Looking forward to your going out of business sale.  Hope you have some good stuff I can use.

About 1 in 10 people on the entire freaking planet are on facebook.  Something like 800 million users out there.  If you won't provide people pics to share with their friends via social networking, I think you are destined to fail.  We may not like what they do with the images once they get them, but, IMO, it's an essential service at this point.

If you won't offer them, your competition will.


----------



## naptime (Dec 18, 2011)

in screen printing I often have to provide my customers a proof. They can run with that to a competitor if they like. 

you have to make it difficult or undesirable. 

if your watermark can be cropped, then its not big enough.

straight across the middle, or the most important part of the photo etc. Something that can't be edited out and is just going to look stupid. Otherwise, someone is going to print it and display it.


----------



## BastiaanImages (Dec 18, 2011)

If you ever see this SIL I would definately talk to her about this. Don't pick a fight just tell her that you saw the image and that normally you'd charge for it because you're a pro-photographer and her method means you lose money.
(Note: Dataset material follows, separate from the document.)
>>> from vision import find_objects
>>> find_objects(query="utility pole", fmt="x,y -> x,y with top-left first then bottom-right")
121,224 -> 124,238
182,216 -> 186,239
She probably didn't even think of it in this way.

off-topic: I can't image putting a low-res, badly cropped picture on my wall


----------



## GeorgieGirl (Dec 18, 2011)

rub said:


> I went to a client / friends house for coffee the other day. As we were chatting, I noticed a horribly pixilated crappy framed image from her last session. It was a maternity shoot/family shoot with her bf's sister, husband and kid as well. When she saw me notice the picture she said, oh yeah, sister in law gave me that.
> 
> I said "I'm sorry you have such a poor quality print - SIL must have saved her screen and then cropped it. In the new year we can order you a professional print if you like." It's still upsetting me. They haven't purchased any of the images yet, even though everytime I see them they say they loved them.
> 
> How would you handle the same situation?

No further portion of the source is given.